Five San Fernando Valley men are being sought in connection with an elaborate home-loan modification scheme that defrauded 1,500 homeowners out of $2.3 million, state prosecutors said Thursday.
Four of the suspects were owners of bogus companies called Mason Capital Group and Gretchen Fox and Associates, according to a statement released by state Attorney General Jerry Brown. The fifth was identified as a salesman.
During an investigation launched in March 2009, authorities determined that the companies duped homeowners facing foreclosure into paying fees of $1,500 to $5,000 for mortgage modification services that were never provided.
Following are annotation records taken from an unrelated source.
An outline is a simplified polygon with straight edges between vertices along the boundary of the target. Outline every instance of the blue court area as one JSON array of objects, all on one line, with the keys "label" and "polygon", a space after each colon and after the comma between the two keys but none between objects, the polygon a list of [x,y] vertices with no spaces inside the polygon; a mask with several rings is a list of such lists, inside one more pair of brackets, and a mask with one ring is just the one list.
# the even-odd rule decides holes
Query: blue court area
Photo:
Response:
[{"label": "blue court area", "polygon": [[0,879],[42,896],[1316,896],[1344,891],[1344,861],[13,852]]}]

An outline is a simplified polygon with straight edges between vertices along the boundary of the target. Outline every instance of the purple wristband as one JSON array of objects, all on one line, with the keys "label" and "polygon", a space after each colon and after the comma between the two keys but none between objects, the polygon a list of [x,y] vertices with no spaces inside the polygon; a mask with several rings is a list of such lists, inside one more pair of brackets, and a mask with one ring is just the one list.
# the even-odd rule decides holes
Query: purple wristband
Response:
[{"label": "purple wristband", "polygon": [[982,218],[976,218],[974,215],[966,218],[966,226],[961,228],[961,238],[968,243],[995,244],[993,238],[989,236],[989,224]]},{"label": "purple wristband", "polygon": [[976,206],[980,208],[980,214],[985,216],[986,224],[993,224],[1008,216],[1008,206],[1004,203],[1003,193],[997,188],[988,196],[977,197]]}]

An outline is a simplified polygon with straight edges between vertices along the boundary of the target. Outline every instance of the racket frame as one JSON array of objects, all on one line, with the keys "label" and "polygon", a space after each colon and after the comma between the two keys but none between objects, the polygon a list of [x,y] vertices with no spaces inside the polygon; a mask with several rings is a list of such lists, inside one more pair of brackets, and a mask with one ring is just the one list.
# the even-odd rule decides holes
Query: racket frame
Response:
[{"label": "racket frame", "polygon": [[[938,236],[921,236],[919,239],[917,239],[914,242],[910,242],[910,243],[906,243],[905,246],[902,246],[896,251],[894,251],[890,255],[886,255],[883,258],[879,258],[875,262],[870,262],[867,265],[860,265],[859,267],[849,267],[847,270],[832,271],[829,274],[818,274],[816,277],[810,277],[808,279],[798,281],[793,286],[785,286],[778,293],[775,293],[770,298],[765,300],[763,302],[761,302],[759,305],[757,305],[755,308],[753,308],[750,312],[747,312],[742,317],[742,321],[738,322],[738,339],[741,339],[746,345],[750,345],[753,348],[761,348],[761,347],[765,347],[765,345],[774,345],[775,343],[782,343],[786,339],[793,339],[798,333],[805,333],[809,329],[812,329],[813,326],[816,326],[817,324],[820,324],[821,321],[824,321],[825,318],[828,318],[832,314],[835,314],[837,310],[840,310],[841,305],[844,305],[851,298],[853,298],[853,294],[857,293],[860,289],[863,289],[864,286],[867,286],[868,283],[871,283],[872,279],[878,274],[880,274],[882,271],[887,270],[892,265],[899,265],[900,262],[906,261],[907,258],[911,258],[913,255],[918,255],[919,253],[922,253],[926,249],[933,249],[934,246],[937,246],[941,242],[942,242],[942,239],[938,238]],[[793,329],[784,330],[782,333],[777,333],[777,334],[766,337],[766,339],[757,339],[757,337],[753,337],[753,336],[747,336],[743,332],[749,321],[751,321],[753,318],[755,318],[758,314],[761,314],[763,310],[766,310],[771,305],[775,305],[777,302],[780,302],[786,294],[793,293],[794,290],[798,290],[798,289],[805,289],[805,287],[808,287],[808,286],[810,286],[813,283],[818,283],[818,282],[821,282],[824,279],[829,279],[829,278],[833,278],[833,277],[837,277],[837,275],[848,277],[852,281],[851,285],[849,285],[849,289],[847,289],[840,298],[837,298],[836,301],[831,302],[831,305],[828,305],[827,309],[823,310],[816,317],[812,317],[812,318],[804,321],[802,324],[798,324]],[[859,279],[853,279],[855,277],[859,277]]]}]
Instead, the fees went to pay private school tuition, travel, entertainment, shopping and other personal expenses, prosecutors said.
"This company was just a boiler room, long on promises and upfront fees but short on foreclosure relief," Brown said in a statement. "Its operators cruelly defrauded citizens trying valiantly to hang on to their homes."
A search warrant served at the companies' Canoga Park office uncovered a casino-themed sales floor complete with craps, poker and black jack tables fashioned as workstations, and a roulette wheel.
The companies' owners were identified as Niv Iskin, 30, and Tomer Kogman, 29, both of Reseda; Reviv Karpman, 38, of Tarzana; and Avraham Yechizkia, 34, of Encino.
Barel Iskin, 23, of Woodland Hills, identified as a salesman, is also being sought.
Four others suspected of participating in the scheme are already in custody.
They were identified as Gregg Scott Quinn, 37, of Camarillo; and Juan Pierre Washington, 40, of Winnetka; Gary Arnold Eisenberg, 71, of Westwood; and Ira Itskowitz, 58, of Calabasas.
According to Brown's office, Eisenberg and Itskowitz had previously served more than five years in federal prison for fraud.
The nine men face 97 criminal counts, including 63 counts of grand theft, 26 counts of unlawful foreclosure consulting, seven counts of tax evasion and one count of conspiracy, prosecutors said.
Authorities said the telemarketers for the two companies contacted homeowners facing foreclosure or significant increases in their mortgage payments.
They promised that their team of "attorneys, forensic accounting personnel and loan negotiators," would negotiate reductions in interest rates, monthly payments and principal balances, prosecutors said.
Between January 2008 and June 2009, the companies victimized more than 1,500 people, prosecutors said.
Investigators located victims in dozens of California cities, including Encino, Lancaster, Long Beach, Los Angeles, North Hollywood, Newhall, Palmdale, Valley Village and Van Nuys.
As part of his case, Brown said his office will seek restitution for victims.
Homeowners who believe they may have been victims were advised to call Brown's office at 800-952-5225 or file a complaint at www.ag.ca.gov/consumers/general.php.